Aging‐associated Calpain Activation Increases Leukocyte Trafficking in the Microcirculation.

Abstract

Aging is associated with inflammation. Calpains are a family of calcium‐dependent proteases that have been recently implicated in the inflammation of aging organs. We tested a role for endothelial‐expressed calpains in leukocyte trafficking in the aging microcirculation. Studies were performed in 4–6 month old (young), 19 month old (middle aged), and 32–35 month old (old) F1‐F344xBN rats. Intravital microscopy revealed a fivefold increase in leukocyte rolling, adherence, and extravasation in the mesenteric microcirculation of aging rats (p<0.01 vs young rats).
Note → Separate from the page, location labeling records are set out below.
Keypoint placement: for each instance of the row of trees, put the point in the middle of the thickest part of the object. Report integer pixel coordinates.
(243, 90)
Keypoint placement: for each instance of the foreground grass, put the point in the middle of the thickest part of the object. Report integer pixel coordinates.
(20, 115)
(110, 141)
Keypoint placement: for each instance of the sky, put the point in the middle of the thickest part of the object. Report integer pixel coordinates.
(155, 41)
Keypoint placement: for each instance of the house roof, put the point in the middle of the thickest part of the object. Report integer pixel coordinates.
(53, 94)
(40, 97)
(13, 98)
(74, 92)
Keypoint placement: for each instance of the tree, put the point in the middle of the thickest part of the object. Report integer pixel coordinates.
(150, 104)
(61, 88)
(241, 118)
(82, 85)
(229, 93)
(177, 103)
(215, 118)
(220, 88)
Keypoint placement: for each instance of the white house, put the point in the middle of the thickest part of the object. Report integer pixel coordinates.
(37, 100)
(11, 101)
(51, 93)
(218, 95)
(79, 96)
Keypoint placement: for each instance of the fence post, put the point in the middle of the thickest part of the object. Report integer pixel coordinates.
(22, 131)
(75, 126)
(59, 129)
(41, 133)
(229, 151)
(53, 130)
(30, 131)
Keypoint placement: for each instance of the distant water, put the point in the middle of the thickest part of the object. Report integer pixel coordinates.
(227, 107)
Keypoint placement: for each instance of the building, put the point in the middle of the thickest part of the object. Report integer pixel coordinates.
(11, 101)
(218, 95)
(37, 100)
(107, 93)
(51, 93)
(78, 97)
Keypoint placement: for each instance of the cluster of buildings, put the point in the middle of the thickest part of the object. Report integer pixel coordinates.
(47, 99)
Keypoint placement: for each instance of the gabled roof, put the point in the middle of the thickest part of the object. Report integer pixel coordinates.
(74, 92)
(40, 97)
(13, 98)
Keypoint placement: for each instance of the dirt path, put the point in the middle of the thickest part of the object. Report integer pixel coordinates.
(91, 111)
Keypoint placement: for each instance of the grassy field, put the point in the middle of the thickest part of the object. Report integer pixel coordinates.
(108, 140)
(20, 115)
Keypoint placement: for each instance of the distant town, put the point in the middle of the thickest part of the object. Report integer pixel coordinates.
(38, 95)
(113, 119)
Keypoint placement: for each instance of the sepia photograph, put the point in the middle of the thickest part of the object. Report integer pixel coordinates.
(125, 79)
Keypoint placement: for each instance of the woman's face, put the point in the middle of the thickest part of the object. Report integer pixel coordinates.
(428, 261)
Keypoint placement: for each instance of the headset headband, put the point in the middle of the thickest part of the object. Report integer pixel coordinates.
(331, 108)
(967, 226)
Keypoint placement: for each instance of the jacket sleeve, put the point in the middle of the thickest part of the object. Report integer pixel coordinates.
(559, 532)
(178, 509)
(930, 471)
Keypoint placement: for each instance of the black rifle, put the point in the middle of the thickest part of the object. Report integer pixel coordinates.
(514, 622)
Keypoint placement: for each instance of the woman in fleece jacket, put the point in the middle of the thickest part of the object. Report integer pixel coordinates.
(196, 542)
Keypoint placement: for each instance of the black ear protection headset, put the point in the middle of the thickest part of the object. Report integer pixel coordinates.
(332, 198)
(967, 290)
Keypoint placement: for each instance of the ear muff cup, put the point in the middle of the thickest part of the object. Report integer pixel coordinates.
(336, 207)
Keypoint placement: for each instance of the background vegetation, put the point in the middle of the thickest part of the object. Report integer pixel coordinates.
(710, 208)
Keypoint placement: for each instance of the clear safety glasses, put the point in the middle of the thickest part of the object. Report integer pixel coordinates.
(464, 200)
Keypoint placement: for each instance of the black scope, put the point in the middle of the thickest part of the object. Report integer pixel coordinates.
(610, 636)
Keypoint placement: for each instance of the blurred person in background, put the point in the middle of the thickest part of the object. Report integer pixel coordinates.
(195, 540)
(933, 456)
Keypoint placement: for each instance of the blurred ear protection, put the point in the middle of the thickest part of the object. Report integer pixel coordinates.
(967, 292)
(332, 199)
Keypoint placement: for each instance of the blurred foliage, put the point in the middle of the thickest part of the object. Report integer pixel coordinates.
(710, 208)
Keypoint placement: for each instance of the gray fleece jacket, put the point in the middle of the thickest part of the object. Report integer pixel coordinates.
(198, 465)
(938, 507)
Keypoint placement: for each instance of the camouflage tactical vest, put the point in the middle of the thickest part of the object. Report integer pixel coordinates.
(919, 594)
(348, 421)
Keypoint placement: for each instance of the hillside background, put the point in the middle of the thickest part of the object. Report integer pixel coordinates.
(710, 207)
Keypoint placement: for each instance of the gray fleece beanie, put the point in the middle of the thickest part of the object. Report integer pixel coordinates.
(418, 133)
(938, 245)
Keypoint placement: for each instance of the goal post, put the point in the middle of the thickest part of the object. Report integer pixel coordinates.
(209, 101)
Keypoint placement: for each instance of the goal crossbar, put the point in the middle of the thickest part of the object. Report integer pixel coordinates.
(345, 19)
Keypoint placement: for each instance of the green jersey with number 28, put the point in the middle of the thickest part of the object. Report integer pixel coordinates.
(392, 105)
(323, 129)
Fluorescence detection of calpain activity in vivo coupled with western blot analysis of calpain expression levels demonstrated increased calpain activity in the vascular endothelium. Expression of the endothelial cell adhesion molecules ICAM‐1 and VCAM‐1 was also significantly increased. In vivo measurements of endothelial nitric oxide (eNO) revealed that calpain depresses eNO bioavailability (p<0.01 vs young rats). These actions of calpain in the aging microcirculation were prevented by pharmacological inhibition of calpain activity with ZLLAl (36μg/kg/ip/day for 14 days). Antisense depletion of the two endothelial expressed calpain isoforms μ‐ and m‐calpain, confirmed a role for μ‐calpain but not m‐calpain in this process. These data demonstrate upregulation of μ‐calpain causes inflammation in the aging microcirculation.